Rin Tin Tin – The Life and the Legend

With the determination of a fervent researcher, Susan Orlean reveals the story behind a canine dynasty in Rin Tin Tin.  Tracing back to the first dog’s owner, Orlean follows Rin Tin Tin as a war orphan puppy  through the generations that followed.

Orlean not only carefully documents the first Rin Tin Tin’s life with memorabilia and papers from his owner, Lee Duncan, she also editorializes her mission.

“Could it be that we fill out our lives, experience all that we experience, and then simply leave this world and are forgotten? I can’t bear thinking that existence is so insubstantial… a race against this idea of disappearing…the narrative of Rin Tin Tin…was the tale of lost families…of the way we live with animals…the story of an extraordinary journey…he could leap twelve feet, and he could leap through time…”

The story is extraordinary – from the first dog star on the silent movie screen to vaudeville and then the idea for his progeny to star on television in the fifties.  Unfortunately, Rin Tin Tin IV was not the major actor in the television series – only the back-up to the renamed and more talented dog Flame, who did “all the work for Rin Tin Tin.”  Whether or not the line from the first war dog was unbroken is ambiguous, but Orleans clearly applauds Duncan’s affinity for dogs and his training – “he was a dog man who happened into Hollywood.”  Subsequent generations of German Shepherd television stand-ins benefitted from the fame and skill of that first Rin Tin Tin.

Orlean’s tone is detailed and conversational with clear historical perspective; sometimes  she gets carried away with more than you need to know, but she is clearly enamoured of her topic.  For dog lovers, the poignant moments are irresistible, but her diversions into accounts of the wars, other trainers, and her comments on dog training and the world in general often get in the way of the story you want to read – sometime blurring the focus from Rin Tin Tin.  In her efforts to fill in every detail, she detours into franchise lawsuits, imposters posing as former child stars, would-be trainers claiming the name for dog food; the Rin Tin dynasty gone awry.

Aside from her penchant for sifting through endless minutia and including it in her narrative, Orleans is the kind of writer who makes you feel that you know her personally.  As she mulls over some piece of information or her grandfather’s toy Rin Tin Tin, she makes you feel you are in the room with her.  If you can persevere through her long episodes, you will learn something about her as well as about the dog. Orlean believes …

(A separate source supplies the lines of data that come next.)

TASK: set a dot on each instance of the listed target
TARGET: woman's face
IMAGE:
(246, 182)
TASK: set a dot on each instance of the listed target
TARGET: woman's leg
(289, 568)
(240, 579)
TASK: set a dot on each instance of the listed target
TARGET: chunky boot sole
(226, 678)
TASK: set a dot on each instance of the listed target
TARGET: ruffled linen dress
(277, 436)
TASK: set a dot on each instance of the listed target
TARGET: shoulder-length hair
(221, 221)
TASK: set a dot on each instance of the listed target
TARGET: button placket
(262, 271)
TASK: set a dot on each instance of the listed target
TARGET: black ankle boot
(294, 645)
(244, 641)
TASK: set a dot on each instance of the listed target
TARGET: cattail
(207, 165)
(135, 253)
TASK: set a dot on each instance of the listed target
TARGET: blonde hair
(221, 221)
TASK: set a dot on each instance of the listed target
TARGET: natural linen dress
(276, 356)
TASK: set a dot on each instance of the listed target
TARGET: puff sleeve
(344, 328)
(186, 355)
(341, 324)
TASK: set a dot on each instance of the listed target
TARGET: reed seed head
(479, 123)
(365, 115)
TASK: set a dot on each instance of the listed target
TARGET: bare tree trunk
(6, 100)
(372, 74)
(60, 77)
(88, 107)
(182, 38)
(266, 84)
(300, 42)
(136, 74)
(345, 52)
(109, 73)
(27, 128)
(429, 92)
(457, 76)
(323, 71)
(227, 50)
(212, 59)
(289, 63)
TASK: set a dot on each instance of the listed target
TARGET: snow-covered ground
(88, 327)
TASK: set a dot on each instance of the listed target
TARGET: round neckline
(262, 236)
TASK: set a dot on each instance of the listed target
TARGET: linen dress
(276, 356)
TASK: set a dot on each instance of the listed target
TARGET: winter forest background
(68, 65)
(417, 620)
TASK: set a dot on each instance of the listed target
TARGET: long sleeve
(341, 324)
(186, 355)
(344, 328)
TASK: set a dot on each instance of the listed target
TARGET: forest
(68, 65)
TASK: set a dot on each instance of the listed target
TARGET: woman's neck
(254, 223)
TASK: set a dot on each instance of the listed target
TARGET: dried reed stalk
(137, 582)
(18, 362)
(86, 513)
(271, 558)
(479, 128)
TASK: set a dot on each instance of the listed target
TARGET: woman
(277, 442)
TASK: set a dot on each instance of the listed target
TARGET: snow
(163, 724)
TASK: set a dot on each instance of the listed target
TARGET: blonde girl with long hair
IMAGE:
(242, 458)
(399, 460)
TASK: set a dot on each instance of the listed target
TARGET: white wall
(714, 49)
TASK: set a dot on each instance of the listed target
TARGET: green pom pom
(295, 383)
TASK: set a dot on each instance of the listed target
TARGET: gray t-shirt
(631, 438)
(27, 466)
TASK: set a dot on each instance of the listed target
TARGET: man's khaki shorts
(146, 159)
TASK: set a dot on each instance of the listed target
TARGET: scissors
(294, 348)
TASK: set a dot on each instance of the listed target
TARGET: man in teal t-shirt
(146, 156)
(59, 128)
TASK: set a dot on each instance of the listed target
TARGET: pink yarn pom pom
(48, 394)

“There will always be a Rin Tin Tin because there will always be stories.”

2 thoughts on “Rin Tin Tin – The Life and the Legend

  1. You know, I think there is such a difference in non-fiction writing, and the wrong book can turn a person off non-fiction for good (which is weird, because a bad novel doesn’t turn people off novels for good….). The knowing how much information to include, the skill to weave the main story through-out the information, and the raw ability to write a good tale – all of these need to come together to make a really good non-fiction book. The best ones captivate me more than the best novels. Again, however, I come back to the editor as well. A skilled, non-fiction editor can help steer a writer through the pitfalls.

    The book itself sounds interesting!